9. Поскольку бедные не могут владеть и торговать активами в рамках закона, то они также не могут быть частью глобальной экономики. Как можно оформить счет на фрахт, если у вас нет юридического адреса или легально признанного предприятия? Каким образом перемещать активы на международном рынке, если они надлежащим образом не оформлены в рамках формальной юридической системы прав собственности? Очевидно, что в таких условиях ничего из перечисленного выше невозможно и именно по этой причине слои, исключенные из мейнстрима государственной системы, не видят особой пользы от глобализации. Более того, можно понять, что чувствуют бедные, когда в их страну приходит иностранный инвестор с четко оформленными правами собственности. Ведь эти права можно защитить как на национальном, так и на международном уровнях, в то время как у перуанских бедняков таких прав нет. Как вы полагаете, будут ли они благожелательно относиться к глобализации или они будут считать, что глобализация касается только избранных и несправедлива к остальным?

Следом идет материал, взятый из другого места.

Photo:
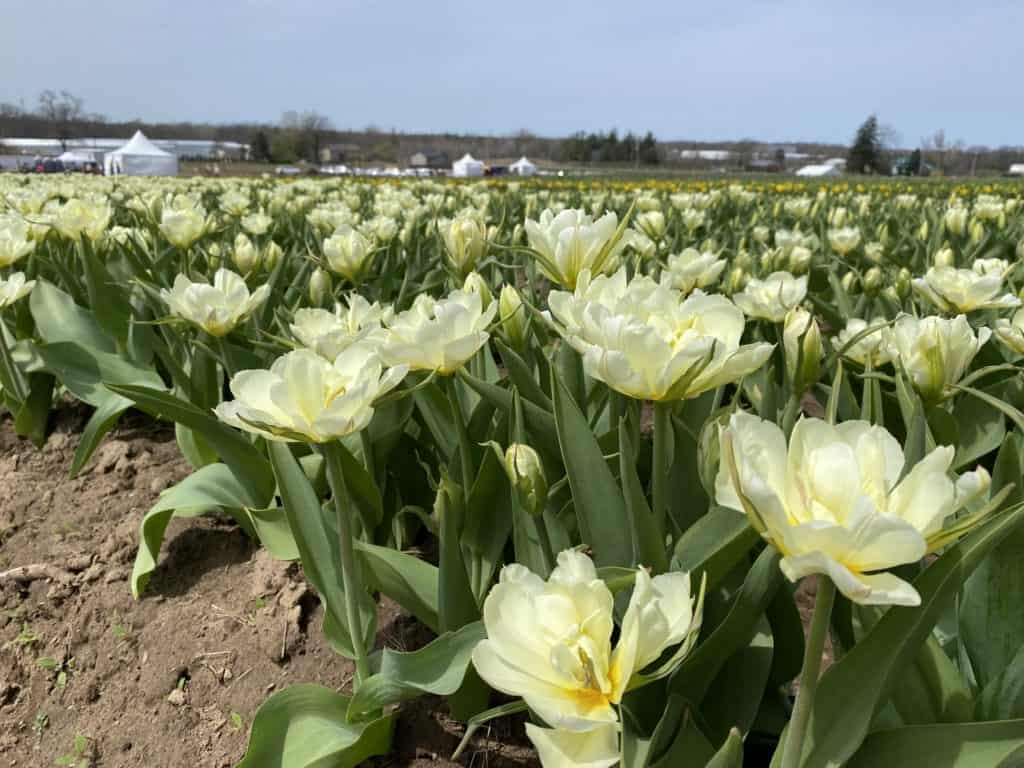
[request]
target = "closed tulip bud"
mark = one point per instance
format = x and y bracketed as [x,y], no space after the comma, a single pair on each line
[944,257]
[526,475]
[903,284]
[802,339]
[977,231]
[513,317]
[800,260]
[213,254]
[320,287]
[272,255]
[475,284]
[872,281]
[244,255]
[849,282]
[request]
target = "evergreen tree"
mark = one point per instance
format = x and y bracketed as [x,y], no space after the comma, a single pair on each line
[865,155]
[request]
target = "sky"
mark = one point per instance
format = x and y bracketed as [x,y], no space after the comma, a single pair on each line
[783,71]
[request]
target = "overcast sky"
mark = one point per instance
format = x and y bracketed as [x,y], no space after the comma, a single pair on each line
[792,70]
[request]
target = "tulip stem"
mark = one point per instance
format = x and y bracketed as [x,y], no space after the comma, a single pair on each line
[813,648]
[350,580]
[663,461]
[465,456]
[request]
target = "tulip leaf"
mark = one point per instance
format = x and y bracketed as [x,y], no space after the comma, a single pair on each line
[101,422]
[946,745]
[407,580]
[699,669]
[991,625]
[304,726]
[715,544]
[857,686]
[438,669]
[248,464]
[647,536]
[59,318]
[600,509]
[214,486]
[318,551]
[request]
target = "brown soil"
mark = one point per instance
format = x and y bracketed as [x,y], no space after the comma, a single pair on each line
[175,678]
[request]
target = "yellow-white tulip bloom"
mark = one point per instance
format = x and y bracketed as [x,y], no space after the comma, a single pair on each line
[550,643]
[844,240]
[691,269]
[13,288]
[834,503]
[216,308]
[438,335]
[348,253]
[15,240]
[572,242]
[644,340]
[935,351]
[304,397]
[872,345]
[953,290]
[1011,333]
[772,297]
[329,334]
[182,226]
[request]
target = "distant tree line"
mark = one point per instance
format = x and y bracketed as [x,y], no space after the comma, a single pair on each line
[607,147]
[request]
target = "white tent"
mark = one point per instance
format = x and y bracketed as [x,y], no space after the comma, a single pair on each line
[140,158]
[522,167]
[77,157]
[819,170]
[467,165]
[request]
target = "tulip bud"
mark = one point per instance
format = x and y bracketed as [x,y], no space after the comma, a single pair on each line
[513,316]
[526,475]
[245,256]
[944,257]
[213,254]
[872,281]
[802,339]
[800,259]
[271,255]
[320,287]
[849,282]
[475,284]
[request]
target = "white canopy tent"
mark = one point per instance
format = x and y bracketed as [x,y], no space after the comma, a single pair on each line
[77,157]
[522,167]
[140,158]
[819,170]
[467,165]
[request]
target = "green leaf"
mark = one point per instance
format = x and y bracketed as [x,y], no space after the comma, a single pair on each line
[407,580]
[696,673]
[304,726]
[647,538]
[215,486]
[437,668]
[856,687]
[84,371]
[318,550]
[101,422]
[247,463]
[715,544]
[59,318]
[600,509]
[946,745]
[991,624]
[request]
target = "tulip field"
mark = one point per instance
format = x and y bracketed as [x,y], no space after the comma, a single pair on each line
[666,473]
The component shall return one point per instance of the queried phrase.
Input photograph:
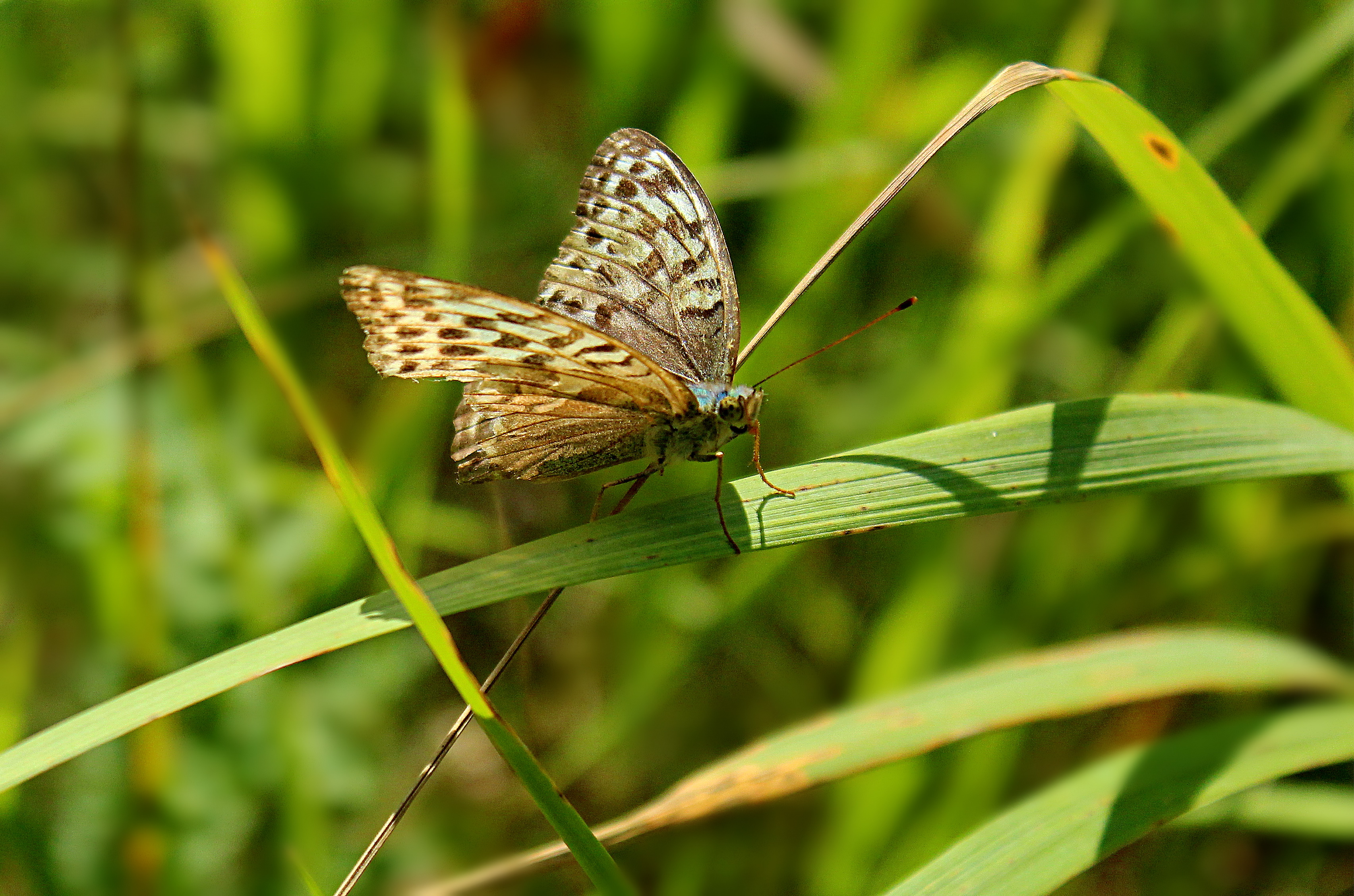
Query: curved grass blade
(592, 857)
(1019, 459)
(1294, 809)
(1277, 322)
(1061, 681)
(1050, 838)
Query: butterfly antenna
(835, 344)
(1009, 80)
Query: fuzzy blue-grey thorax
(723, 412)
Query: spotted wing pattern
(648, 263)
(546, 397)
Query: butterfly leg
(720, 507)
(756, 427)
(638, 480)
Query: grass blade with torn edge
(1061, 681)
(1050, 838)
(592, 857)
(1024, 458)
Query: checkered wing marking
(648, 263)
(546, 397)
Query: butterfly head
(739, 408)
(734, 407)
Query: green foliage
(170, 542)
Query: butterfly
(627, 352)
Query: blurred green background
(159, 504)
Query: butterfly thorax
(722, 413)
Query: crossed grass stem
(468, 714)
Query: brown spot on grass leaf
(1162, 149)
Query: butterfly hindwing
(646, 262)
(546, 397)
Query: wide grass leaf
(1061, 681)
(1054, 836)
(1273, 317)
(1019, 459)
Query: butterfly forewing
(547, 397)
(648, 263)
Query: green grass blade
(1277, 322)
(1061, 681)
(1308, 810)
(1066, 829)
(592, 857)
(1025, 458)
(1304, 60)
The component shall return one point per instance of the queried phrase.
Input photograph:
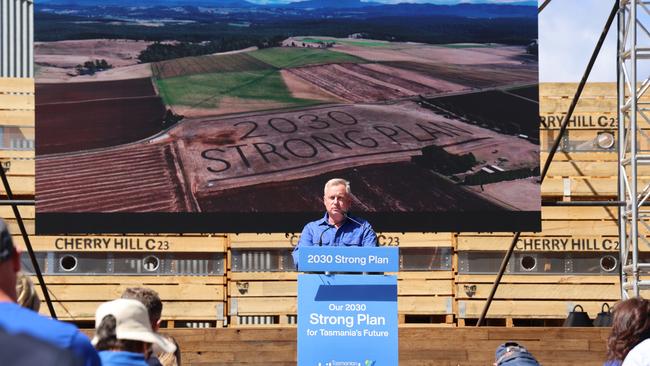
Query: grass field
(286, 57)
(207, 64)
(207, 90)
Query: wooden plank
(106, 292)
(176, 310)
(20, 185)
(580, 156)
(414, 240)
(262, 288)
(240, 241)
(425, 304)
(531, 279)
(425, 287)
(17, 85)
(17, 101)
(17, 154)
(527, 291)
(579, 213)
(215, 244)
(260, 276)
(21, 167)
(598, 186)
(566, 90)
(526, 308)
(133, 280)
(423, 275)
(418, 346)
(24, 118)
(263, 306)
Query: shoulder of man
(16, 319)
(24, 350)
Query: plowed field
(66, 127)
(76, 92)
(368, 83)
(126, 179)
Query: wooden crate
(185, 298)
(417, 346)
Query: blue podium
(347, 319)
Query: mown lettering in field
(567, 244)
(555, 121)
(308, 136)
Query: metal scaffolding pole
(633, 148)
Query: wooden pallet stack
(574, 259)
(261, 280)
(444, 280)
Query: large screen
(230, 115)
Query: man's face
(337, 200)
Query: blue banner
(348, 259)
(347, 320)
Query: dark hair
(149, 298)
(107, 341)
(631, 326)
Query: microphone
(351, 219)
(320, 240)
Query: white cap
(131, 323)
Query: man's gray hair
(338, 182)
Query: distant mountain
(147, 3)
(465, 10)
(330, 4)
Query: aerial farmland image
(196, 115)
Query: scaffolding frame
(633, 114)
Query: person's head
(630, 326)
(513, 354)
(150, 299)
(27, 296)
(337, 198)
(123, 325)
(9, 265)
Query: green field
(286, 57)
(207, 64)
(207, 90)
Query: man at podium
(336, 227)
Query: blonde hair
(337, 182)
(26, 293)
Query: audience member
(23, 350)
(150, 299)
(16, 319)
(514, 354)
(124, 335)
(629, 340)
(26, 292)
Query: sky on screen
(568, 32)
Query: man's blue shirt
(355, 231)
(16, 319)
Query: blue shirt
(16, 319)
(355, 231)
(122, 358)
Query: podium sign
(348, 259)
(347, 319)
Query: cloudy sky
(568, 32)
(444, 2)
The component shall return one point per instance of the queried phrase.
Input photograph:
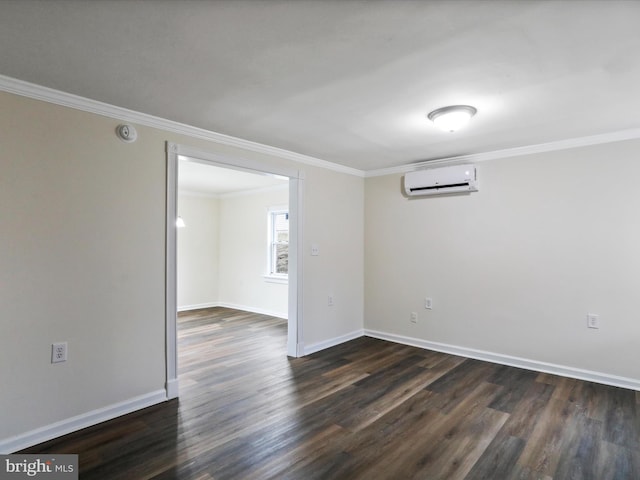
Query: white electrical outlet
(593, 321)
(59, 352)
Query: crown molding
(630, 134)
(50, 95)
(38, 92)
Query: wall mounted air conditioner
(438, 181)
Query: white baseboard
(172, 389)
(525, 363)
(198, 306)
(48, 432)
(316, 347)
(235, 306)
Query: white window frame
(271, 275)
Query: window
(278, 244)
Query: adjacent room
(315, 239)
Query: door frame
(296, 188)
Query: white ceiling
(345, 81)
(204, 179)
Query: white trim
(171, 271)
(185, 308)
(247, 308)
(525, 363)
(630, 134)
(295, 297)
(281, 279)
(38, 92)
(255, 191)
(332, 342)
(57, 97)
(172, 388)
(63, 427)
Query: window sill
(276, 279)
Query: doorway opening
(237, 166)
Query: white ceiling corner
(345, 85)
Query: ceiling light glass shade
(452, 118)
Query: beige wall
(515, 268)
(198, 251)
(82, 260)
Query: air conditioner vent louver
(435, 181)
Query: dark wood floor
(367, 409)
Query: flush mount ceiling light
(453, 117)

10. Не демократический капитализм является экономической системой, угнетающей большинство жителей Перу, а меркантилизм. Книга «Иной путь» показывает, что демократический капитализм в том виде, как он известен сегодня на Западе, на самом деле еще не был испробован в Перу и коли уж на то пошло, в большинстве мест за пределами развитых стран Запада. Меркантилизм можно определить как спрос (и предложение) на монопольные права, предоставляемые законодательно, на регулирование, субсидии и лицензии. Конечным итогом этих привилегий является создание стены законодательных барьеров, которые исключают из системы беднейшие слои населения. Меркантилизм является политизированной и бюрократизированной средой, где доминируют привилегированные перераспределяющие объединения. Они доминировали в Европе в период до Промышленной революции и в ходе ее самой до возникновения демократического капитализма. В XVII в. с резкой критикой меркантилизма выступил величайший экономист своего времени Адам Смит и экономисты классической школы. В результате триумфа капитализма на Западе с меркантилизмом было покончено, но, несмотря на это, он продолжает оставаться главенствующей экономической системой в Перу XXI в. Разделяемая меркантилистскими элитами культура не позволяет им понять, что народные массы, влачащие ныне нищенское существование, могут стать самым важным источником процветания Перу.
11. Движение Сендеро также придерживается в некотором смысле меркантилистской позиции, поскольку его представители полагают, что процветание можно насадить «сверху», через правительственные элиты. Подобно европейским меркантилистам XVIII в. Сендеро мало верит в рядовых граждан и индивидуальную ответственность. Проявляя не меньшую снисходительность, чем презираемые (по их утверждению) ими традиционные элиты, террористы полагают, что, будучи предоставленными сами себе, бедные слои населения только усугубят свою бедность, голод, болезни и смертность.
12. Бедные голосуют против меркантилистской системы ногами. В Перу, например, они уходят во фрагментированные и зарождающиеся области рыночной экономики внелегального сектора или миллионами эмигрируют в капиталистические страны.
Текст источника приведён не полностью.